Centuries Apart, But Hung Together
HAARLEM, the Netherlands — Frans Hals, a Dutch Golden Age portraitist of wealthy merchants and jolly rogues, was popular and successful in his lifetime, but before he died, he fell out of fashion. His loose, bold brush strokes were too rough for the 18th century. But the Impressionists rediscovered him in the 19th century, and resurrected Hals as a modern master.
Nowadays, Hals ranks with his compatriots Rembrandt and Vermeer in the pantheon of art history, but Ann Demeester, director of the Frans Hals Museum in Haarlem, prefers to see him as a “transhistorical” figure whose influence leapfrogs across time and into contemporary art.
That is why she has hung highlights from the museum’s permanent collection of Hals works and other Golden Age art alongside the works of living artists such as Nina Katchadourian, Shezad Dawood and Anton Henning for “Rendezvous with Frans Hals,” on display through September. She hopes to demonstrate that today’s artists are still inspired by Hals’s 350-year- old legacy.
“Transhistorical” is a buzz word in curatorial circles these days, as museums seek new ways to ignite interest in older art. The blending of old and new has drawn interest from collectors at art fairs, and auction houses are doing it, too: Christie’s sold Leonardo da Vinci’s “Salvator Mundi” in a sale of contemporary art last year for $ 450 million.

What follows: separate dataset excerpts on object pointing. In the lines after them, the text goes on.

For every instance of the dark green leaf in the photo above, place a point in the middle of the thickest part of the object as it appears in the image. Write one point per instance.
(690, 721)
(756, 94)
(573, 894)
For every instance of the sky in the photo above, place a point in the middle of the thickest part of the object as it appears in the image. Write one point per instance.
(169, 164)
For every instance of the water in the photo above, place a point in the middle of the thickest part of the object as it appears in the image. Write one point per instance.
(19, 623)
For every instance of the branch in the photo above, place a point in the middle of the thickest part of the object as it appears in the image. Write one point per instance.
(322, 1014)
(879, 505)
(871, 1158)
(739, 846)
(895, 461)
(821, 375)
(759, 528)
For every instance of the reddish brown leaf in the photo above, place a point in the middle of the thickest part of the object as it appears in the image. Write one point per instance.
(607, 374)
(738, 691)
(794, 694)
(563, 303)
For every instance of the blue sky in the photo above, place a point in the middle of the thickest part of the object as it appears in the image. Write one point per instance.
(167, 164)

“What it is trying to do is to say that history lives,” Sheena Wagstaff, of the Metropolitan Museum of Art in New York, said of the transhistorical trend.

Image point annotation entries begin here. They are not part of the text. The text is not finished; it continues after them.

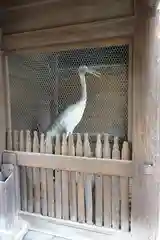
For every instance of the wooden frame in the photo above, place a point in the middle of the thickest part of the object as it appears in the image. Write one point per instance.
(69, 163)
(63, 38)
(116, 41)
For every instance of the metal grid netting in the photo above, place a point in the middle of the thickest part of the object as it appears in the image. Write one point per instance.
(44, 85)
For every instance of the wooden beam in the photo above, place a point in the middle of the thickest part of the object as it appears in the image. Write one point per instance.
(2, 102)
(80, 164)
(62, 13)
(145, 131)
(70, 35)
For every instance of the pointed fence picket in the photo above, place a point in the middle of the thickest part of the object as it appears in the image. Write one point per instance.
(87, 198)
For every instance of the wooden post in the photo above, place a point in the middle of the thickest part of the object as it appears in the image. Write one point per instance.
(145, 130)
(2, 102)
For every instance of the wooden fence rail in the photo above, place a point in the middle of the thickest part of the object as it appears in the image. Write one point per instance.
(65, 179)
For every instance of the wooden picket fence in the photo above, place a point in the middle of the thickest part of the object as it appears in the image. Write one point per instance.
(87, 198)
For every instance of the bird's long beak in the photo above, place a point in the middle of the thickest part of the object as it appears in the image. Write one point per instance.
(94, 72)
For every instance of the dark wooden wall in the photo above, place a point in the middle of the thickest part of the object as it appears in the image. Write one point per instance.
(28, 24)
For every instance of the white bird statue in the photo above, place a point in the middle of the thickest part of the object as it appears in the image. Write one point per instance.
(69, 119)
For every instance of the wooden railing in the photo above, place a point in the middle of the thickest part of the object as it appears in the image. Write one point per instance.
(77, 187)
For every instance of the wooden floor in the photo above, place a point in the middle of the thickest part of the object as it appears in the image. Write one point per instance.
(32, 235)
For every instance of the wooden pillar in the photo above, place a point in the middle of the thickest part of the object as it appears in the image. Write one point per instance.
(2, 101)
(146, 132)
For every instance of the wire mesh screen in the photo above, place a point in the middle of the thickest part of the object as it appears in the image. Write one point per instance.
(42, 86)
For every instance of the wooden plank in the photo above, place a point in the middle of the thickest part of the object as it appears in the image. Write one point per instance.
(146, 137)
(72, 182)
(23, 176)
(65, 183)
(36, 177)
(60, 36)
(80, 183)
(116, 189)
(58, 182)
(107, 186)
(8, 94)
(43, 180)
(98, 186)
(50, 182)
(80, 164)
(29, 174)
(88, 184)
(63, 13)
(124, 191)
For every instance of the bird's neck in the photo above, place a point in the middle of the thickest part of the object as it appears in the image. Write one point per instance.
(84, 88)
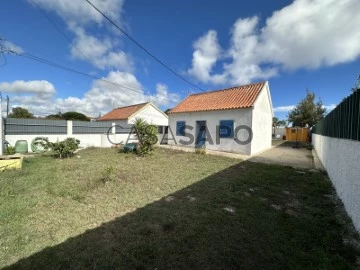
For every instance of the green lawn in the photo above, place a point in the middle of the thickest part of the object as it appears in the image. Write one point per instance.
(170, 210)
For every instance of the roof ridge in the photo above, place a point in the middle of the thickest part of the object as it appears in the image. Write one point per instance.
(227, 89)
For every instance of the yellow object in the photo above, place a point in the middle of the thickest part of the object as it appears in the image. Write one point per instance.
(8, 163)
(297, 134)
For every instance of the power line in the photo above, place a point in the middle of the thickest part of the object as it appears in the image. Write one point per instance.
(57, 27)
(143, 48)
(69, 69)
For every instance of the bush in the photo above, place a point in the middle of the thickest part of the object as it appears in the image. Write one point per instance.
(65, 148)
(10, 150)
(107, 174)
(147, 136)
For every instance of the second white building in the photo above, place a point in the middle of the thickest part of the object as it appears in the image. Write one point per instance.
(237, 120)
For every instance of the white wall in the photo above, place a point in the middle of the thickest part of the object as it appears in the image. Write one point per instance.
(212, 118)
(262, 122)
(152, 115)
(86, 140)
(340, 158)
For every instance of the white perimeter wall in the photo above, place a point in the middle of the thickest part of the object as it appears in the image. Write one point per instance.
(86, 140)
(341, 159)
(262, 122)
(212, 118)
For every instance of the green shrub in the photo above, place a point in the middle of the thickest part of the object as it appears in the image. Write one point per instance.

“With a blending of history and contemporary art, we can reveal some of the puzzles at the centers of great art,” said Ms. Wagstaff, who oversees the Met Breur, the museum’s modern- and contemporary-art branch.
The Breuer’s “Like Life: Sculpture, Color and the Body ( 1300Now),” on view until July 22, takes a nonchronological look at 700 years of sculptures of the human body.

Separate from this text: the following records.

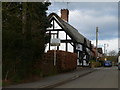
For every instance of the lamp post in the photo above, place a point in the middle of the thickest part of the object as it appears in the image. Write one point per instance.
(55, 42)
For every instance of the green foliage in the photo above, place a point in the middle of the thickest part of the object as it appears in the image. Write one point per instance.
(24, 26)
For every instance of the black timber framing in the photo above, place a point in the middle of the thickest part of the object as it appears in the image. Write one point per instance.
(55, 30)
(62, 41)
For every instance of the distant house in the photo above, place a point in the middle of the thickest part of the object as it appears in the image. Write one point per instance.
(71, 39)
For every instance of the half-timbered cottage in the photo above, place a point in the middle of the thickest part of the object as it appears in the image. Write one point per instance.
(71, 39)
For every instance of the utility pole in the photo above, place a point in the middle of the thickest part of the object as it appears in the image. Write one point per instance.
(104, 49)
(96, 42)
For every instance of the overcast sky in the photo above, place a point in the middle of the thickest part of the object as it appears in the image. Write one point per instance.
(86, 16)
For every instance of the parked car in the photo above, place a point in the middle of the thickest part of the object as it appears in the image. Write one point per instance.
(107, 63)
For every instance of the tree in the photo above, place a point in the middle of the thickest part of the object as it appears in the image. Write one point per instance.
(23, 31)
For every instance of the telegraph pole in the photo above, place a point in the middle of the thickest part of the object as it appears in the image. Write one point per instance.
(104, 49)
(96, 42)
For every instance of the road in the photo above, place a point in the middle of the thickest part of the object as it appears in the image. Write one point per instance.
(104, 77)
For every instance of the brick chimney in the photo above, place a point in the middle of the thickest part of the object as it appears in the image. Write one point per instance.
(65, 14)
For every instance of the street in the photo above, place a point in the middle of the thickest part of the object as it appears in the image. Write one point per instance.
(104, 77)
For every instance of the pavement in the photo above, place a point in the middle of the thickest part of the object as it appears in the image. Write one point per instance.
(53, 81)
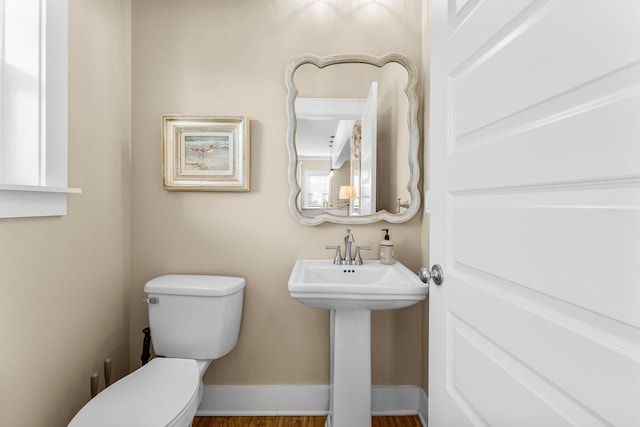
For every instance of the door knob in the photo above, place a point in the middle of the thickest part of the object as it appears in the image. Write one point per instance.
(435, 274)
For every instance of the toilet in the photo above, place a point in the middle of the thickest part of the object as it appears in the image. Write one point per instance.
(194, 319)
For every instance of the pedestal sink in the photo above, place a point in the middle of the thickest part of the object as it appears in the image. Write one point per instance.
(350, 292)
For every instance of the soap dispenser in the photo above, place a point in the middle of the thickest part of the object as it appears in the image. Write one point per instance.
(386, 248)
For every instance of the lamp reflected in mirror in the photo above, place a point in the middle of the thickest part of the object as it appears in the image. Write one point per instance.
(348, 193)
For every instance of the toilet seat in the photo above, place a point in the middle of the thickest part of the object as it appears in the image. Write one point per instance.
(164, 392)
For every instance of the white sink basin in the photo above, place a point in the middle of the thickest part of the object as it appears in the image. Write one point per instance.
(372, 286)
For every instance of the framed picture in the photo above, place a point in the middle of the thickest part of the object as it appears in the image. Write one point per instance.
(205, 153)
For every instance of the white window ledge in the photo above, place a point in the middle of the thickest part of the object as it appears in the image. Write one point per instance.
(33, 201)
(39, 189)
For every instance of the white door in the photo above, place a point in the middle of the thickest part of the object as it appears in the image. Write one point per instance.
(535, 213)
(368, 153)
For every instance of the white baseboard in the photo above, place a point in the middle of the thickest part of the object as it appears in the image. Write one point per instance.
(305, 400)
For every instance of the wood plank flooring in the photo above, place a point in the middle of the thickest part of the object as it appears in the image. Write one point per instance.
(298, 421)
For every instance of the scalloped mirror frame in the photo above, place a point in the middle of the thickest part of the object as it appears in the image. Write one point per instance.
(414, 137)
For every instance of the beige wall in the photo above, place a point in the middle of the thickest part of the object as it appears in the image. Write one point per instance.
(425, 223)
(223, 57)
(65, 280)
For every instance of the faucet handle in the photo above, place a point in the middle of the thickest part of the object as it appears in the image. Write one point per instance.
(337, 259)
(358, 258)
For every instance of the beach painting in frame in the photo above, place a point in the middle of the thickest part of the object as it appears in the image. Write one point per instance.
(205, 153)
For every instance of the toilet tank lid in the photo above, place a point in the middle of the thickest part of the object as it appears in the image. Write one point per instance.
(194, 284)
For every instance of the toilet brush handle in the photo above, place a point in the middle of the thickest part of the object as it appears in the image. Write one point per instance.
(107, 372)
(94, 385)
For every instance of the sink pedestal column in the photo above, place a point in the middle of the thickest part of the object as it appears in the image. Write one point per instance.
(350, 400)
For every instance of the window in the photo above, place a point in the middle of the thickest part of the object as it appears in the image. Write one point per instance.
(33, 107)
(317, 188)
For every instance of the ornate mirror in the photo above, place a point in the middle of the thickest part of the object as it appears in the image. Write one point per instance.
(353, 139)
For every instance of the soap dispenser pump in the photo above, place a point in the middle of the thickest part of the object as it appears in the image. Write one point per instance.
(386, 248)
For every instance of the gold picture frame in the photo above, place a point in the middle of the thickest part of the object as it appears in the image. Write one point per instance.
(205, 153)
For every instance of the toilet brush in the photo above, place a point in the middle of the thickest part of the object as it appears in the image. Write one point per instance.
(94, 384)
(107, 372)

Including not only fine art but also wax effigies and anatomical models, the show opens with a hyperrealistic sculpture by Duane Hanson from 1984, jumps from a 15th- century Donatello sculpture to a Spanish Renaissance work by El Greco, and juxtaposes a modern android with a 19th- century effigy of Jeremy Bentham, made with the British philosopher’s bones.
“The idea with this show was to open it up and to expand the canon more, with work that could be seen in a more populist way,” Ms. Wagstaff said.
James Bradburne, director of the Brera Art Gallery in Milan, said the transhistorical trend was just a new term for what curators have always done: “Try and bring people back to the moment when the art was contemporary.”
“We are always obliged to re-perform the art we have in our collections in a contemporary way,” he said, “just as an actor, when they perform Shakespeare, has to re-perform it for a contemporary audience, whether in mafia costumes or in drag.”
The Kunsthistorisches Museum in Vienna, whose permanent collection features art from ancient Egypt to 1800, borrowed 22 works of contemporary art for “The Shape of Time,” which runs through July 8. A nude partially covering herself by Peter Paul Rubens in 1636-38, for example, is presented alongside a full-frontal nude portrait from the early 1970s by Maria Lassnig.
“I’d like to think that we are teasing out all of the ideas and concerns and dreams and nightmares that are buried in all of the historical works that we have,” said Jasper Sharp, who curates the museum’s program for modern and contemporary art.
But some choices proved risky. Art lovers responded on Instagram to the museum’s juxtaposition of a Rembrandt self- portrait next to a Mark Rothko color field painting. “Half of them were saying ‘ this is absolutely abysmal,’ or ‘Rembrandt must be turning in his grave,’ ” Mr. Sharp said. “Some of the connections knit together instantly; others reward more sustained looking.”